St. Paul teaches us to consider the Church as a Body with many parts. And if the Church is a body, the saint we honor today, St. John Chrysostom is the mouth, or perhaps, the tongue. The name “Chrysostom” means golden tongue.
While studying civil law, he felt the call to enter monastic life, but discerning it wasn’t quite his calling, he was ordained a deacon and then a priest for the Church of Antioch.
And it was soon discovered that the young priest was quite gifted in preaching. So his bishop asked John to dedicate himself to preaching. And, for the next twelve years St. John preached and taught on virtually every book on the bible. One writer puts it, “The pulpit was his throne, and he adorned it as much as any preacher of ancient or modern times.” And He was as Blessed John Henry Newman said, “a bright, cheerful, gentle soul; a sensitive heart,” who helped the people apply the Scriptures to their daily lives. About 600 hundred of her sermons and commentaries on scripture have been preserved, as well as many treatises on the moral and spiritual life, and a very famous book on the priesthood.
His reputation as a preacher and teacher led, against his will, to his election as bishop of Constantinople, the seat of the empire, which was really, at the time, a moral cesspool. So St. John began to preach once again, calling the people to reform their lives. Much of this call for moral reform was directed at the imperial court, and this drew the scorn of the empress who was leading a very depraved life and setting a terrible example to the people. Once, when he preached on the story of Jezebel, the empress took it as a personal insult. So, she began to conspire against John. She found an ally in the patriarch of Alexandria who was also threatened by John, and had John deposed on trumped up charges and forced into exile.

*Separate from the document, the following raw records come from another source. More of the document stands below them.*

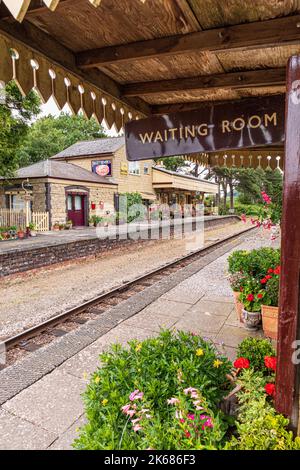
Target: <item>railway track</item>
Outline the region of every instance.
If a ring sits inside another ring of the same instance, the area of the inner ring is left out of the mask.
[[[35,351],[55,338],[67,334],[69,331],[72,331],[87,321],[101,315],[112,306],[118,305],[120,302],[123,302],[138,292],[145,290],[147,287],[152,286],[161,279],[184,268],[197,259],[208,255],[217,248],[240,238],[242,235],[254,229],[255,227],[250,227],[237,232],[234,235],[220,239],[204,248],[201,248],[200,250],[191,252],[188,255],[139,276],[132,281],[123,283],[108,292],[22,331],[15,336],[6,338],[2,342],[2,346],[4,345],[7,351],[6,366],[15,362],[20,356],[24,356],[27,352]]]

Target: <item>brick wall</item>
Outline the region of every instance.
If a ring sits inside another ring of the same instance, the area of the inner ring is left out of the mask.
[[[234,221],[239,220],[240,219],[236,216],[206,220],[205,229],[229,223],[232,224]],[[193,224],[193,230],[194,229],[195,226]],[[80,258],[82,259],[90,256],[102,257],[108,255],[111,250],[123,250],[128,245],[136,244],[139,246],[144,243],[153,243],[150,239],[150,232],[148,240],[135,241],[131,239],[110,240],[95,238],[92,240],[78,240],[72,243],[64,243],[61,245],[42,248],[33,248],[22,251],[16,250],[13,253],[2,253],[0,254],[0,278]]]

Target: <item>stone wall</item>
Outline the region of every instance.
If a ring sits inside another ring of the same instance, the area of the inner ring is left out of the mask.
[[[32,185],[32,210],[33,212],[46,212],[46,185],[45,183],[33,183]]]
[[[205,229],[214,226],[238,222],[240,219],[237,216],[227,216],[220,218],[209,218],[205,220]],[[191,229],[195,230],[193,223]],[[171,237],[173,230],[171,228]],[[160,231],[160,238],[161,238]],[[30,249],[18,249],[5,253],[0,253],[0,278],[10,275],[24,273],[26,271],[36,270],[43,267],[49,267],[65,262],[71,262],[88,258],[107,256],[112,250],[124,250],[128,245],[136,244],[139,247],[144,243],[153,243],[150,238],[151,232],[148,232],[148,239],[132,240],[128,239],[88,239],[78,240],[71,243],[62,243],[52,246],[44,246],[39,248],[31,247]],[[146,237],[144,237],[146,238]],[[5,242],[2,242],[5,243]]]

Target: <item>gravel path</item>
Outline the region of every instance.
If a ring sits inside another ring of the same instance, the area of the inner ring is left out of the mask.
[[[244,229],[241,222],[205,232],[206,244]],[[256,246],[256,240],[250,245]],[[166,240],[111,253],[103,259],[44,270],[34,275],[4,280],[0,285],[0,338],[4,338],[75,307],[123,281],[129,281],[186,254],[184,240]],[[219,260],[218,260],[219,262]],[[221,271],[224,260],[220,258]],[[216,275],[214,274],[214,281]],[[203,279],[207,284],[207,279]],[[212,293],[220,293],[220,280]]]

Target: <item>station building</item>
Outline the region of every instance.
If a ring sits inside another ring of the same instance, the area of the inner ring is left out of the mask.
[[[122,193],[138,192],[146,204],[192,204],[218,185],[169,171],[153,160],[129,162],[124,137],[78,142],[49,160],[19,169],[0,186],[0,208],[49,213],[54,223],[87,226],[92,215],[112,212]]]

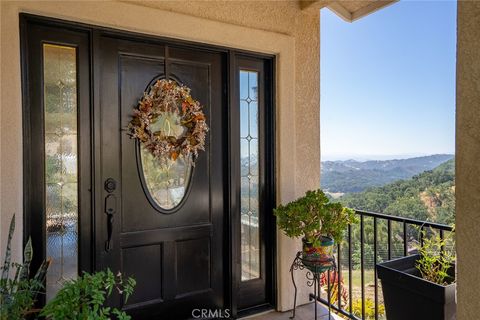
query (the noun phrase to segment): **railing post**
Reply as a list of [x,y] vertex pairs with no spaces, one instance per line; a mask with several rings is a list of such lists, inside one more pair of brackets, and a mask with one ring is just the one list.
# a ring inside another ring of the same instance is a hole
[[375,320],[378,320],[377,218],[373,217],[373,277],[375,282]]
[[336,274],[336,280],[337,280],[337,286],[338,286],[338,308],[342,309],[342,282],[340,279],[342,279],[342,261],[340,256],[342,255],[342,248],[341,244],[338,244],[338,250],[337,250],[337,255],[338,255],[338,263],[337,263],[337,274]]
[[[443,230],[440,229],[439,232],[440,232],[440,239],[443,241],[443,239],[445,239]],[[445,254],[445,246],[442,244],[442,246],[440,247],[440,255],[443,257],[444,254]]]
[[423,247],[423,233],[425,232],[425,228],[422,226],[420,228],[420,246]]
[[387,220],[388,260],[392,259],[392,220]]
[[352,314],[352,226],[348,225],[348,302]]
[[360,274],[362,282],[362,319],[365,319],[365,270],[364,270],[364,234],[363,214],[360,215]]

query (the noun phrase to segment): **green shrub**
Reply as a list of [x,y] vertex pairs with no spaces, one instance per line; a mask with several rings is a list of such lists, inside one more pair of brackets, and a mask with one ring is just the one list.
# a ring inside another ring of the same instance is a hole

The people, however, loved John and so he was brought back to Constantinople. And he didn’t back off. He continued to preach the truth, to condemn moral depravity and the vanities of the aristocracy and the imperial court. The powers-that-be were not pleased and sent the bishop again into exile, into such harsh conditions that he would not return. The old exiled bishop died on September 14, 407.
As a seminarian St. John Chrysostom always fascinated and inspired me. He was called the Golden Tongue because he preached Christ. And he was able to preach Christ because he knew Him,
because Christ dwelt in his heart. And that knowledge of Christ came through prayer and the study of the Scriptures. John Chrysostom knew the scriptures and therefore came to a piercing knowledge of our blessed Lord, and was able to communicate Christ’s love and truth to his holy Church.
May we communicate Jesus to all those we meet today, may Christ be on our lips and in our hearts, for the glory of God and salvation of souls.